Each Saturday, educators attended the public lecture from 10:00 to 11:30 a.m. and then met for a writing workshop from 11:30 a.m to 2:00 p.m.  During the workshop, time was given to solitary writing in response to the morning lecture. The workshop nurtured educators as writers through self-reflection and group discussion.  Priority was given to full-time K12 teachers.
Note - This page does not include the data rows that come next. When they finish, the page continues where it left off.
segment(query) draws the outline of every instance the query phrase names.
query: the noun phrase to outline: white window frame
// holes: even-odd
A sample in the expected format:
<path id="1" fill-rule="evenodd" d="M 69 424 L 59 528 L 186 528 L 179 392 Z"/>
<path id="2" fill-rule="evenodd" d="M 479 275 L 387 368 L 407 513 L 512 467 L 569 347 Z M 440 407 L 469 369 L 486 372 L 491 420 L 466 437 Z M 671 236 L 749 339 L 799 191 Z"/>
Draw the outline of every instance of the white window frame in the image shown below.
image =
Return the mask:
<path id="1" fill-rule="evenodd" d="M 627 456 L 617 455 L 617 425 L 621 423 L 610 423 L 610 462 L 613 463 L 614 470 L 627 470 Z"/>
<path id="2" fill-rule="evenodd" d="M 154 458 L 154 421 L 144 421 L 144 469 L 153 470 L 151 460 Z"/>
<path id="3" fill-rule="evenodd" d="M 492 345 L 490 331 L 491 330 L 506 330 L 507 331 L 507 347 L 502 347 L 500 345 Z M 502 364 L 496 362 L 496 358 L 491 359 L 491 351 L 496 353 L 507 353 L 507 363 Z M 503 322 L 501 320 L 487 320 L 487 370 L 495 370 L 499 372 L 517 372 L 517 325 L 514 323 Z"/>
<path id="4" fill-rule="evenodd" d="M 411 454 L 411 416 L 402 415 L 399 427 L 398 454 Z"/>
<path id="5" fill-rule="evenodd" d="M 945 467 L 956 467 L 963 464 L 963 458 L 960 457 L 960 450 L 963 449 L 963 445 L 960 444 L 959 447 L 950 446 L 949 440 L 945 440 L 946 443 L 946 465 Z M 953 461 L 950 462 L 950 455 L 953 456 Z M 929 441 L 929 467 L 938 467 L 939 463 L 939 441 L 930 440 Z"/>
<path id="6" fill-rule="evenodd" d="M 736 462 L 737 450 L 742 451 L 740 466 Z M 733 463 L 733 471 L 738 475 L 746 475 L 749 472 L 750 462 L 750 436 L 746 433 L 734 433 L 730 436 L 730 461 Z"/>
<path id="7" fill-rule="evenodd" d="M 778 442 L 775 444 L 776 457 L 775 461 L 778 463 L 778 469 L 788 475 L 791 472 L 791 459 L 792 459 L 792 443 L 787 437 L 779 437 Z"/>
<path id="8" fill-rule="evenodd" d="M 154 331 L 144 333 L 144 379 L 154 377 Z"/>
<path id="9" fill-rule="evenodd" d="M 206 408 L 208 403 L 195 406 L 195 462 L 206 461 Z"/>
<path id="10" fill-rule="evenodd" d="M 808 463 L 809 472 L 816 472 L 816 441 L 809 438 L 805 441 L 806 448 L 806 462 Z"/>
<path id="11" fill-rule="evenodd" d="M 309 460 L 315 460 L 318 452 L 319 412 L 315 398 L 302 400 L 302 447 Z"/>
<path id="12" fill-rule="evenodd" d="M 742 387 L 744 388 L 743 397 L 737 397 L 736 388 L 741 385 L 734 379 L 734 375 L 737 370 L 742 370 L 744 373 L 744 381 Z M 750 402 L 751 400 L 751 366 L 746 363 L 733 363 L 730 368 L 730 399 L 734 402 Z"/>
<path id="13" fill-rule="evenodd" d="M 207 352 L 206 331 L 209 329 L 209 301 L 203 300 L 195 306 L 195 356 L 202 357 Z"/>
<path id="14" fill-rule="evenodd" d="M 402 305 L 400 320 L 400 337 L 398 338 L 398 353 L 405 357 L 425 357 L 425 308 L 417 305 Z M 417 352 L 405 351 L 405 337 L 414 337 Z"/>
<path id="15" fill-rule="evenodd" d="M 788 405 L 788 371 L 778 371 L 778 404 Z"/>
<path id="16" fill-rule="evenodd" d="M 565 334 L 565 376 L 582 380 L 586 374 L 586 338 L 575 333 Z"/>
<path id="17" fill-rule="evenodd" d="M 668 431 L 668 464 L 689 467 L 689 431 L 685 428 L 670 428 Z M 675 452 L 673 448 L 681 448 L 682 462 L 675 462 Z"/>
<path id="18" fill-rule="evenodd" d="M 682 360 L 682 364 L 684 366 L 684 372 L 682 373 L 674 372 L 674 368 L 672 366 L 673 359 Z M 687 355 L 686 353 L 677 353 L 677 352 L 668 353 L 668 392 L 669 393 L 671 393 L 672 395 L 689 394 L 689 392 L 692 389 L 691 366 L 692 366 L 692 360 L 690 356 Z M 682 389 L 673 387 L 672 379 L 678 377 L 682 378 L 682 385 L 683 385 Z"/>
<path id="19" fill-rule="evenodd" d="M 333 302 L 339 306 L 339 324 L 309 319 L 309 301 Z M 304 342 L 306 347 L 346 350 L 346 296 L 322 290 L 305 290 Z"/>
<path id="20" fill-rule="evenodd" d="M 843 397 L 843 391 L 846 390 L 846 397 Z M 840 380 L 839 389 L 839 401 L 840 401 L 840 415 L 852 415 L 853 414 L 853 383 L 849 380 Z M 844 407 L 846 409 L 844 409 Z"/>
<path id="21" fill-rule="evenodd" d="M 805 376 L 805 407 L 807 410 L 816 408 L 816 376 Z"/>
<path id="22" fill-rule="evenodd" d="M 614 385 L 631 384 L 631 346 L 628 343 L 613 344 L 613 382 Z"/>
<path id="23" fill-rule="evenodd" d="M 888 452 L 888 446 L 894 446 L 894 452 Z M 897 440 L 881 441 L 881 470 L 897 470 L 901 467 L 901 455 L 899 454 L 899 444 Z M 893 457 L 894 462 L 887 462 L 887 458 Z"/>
This University Lecture Series was titled “Roots of Culture: Essential Plants of Asia”.  This seven-part series began with “an arts approach to plants through a comparison of musical structures and trees. Then six talks each focus on cultures and histories of one type of plant. Their uses vary from garden ornamentals to craft, agriculture, fiber, and fruit.” (excerpt from the Gardner Center website)

 

JAN 19

The Harmonic Forest: Musical Structures Heard as Trees

Jovino Santos Neto, musician and biologist

 

JAN 26

The First Satyagraha: Gandhi’s Campaign Against Indigo Plantations in Early Twentieth Century India

Anand Yang, University of Washington

 

FEB 2

The Story of the Camellia

Nicholas Menzies, Huntington Library, Art Collections, and Botanical Gardens

 

FEB 9

Soybean Worlds

Jia-chen Fu, Emory University

 

FEB 16

Jute and Peasant Life in the Bengal Delta

Tariq Omar Ali, University of Illinois

 

MAR 2

Fruit Trees, Family Trees, and Landscape Change: The Durians of West Kalimantan, Indonesia

Nancy Lee Peluso, University of California, Berkeley

 

MAR 9

The Japanese Basket 1845–1958: Mirror of Modernity

Joe Earle, Former Director, Japan Society Gallery

 

Workshop details

Saturdays from January 19 to March 9 (no lecture on February 23)
10:00 a.m. – 2:00 p.m.
Seattle Art Museum, Plestcheeff Auditorium

Benefits

Free admission to the lecture and four free clock hours available for attending at least two lectures and fulfilling online discussion requirements.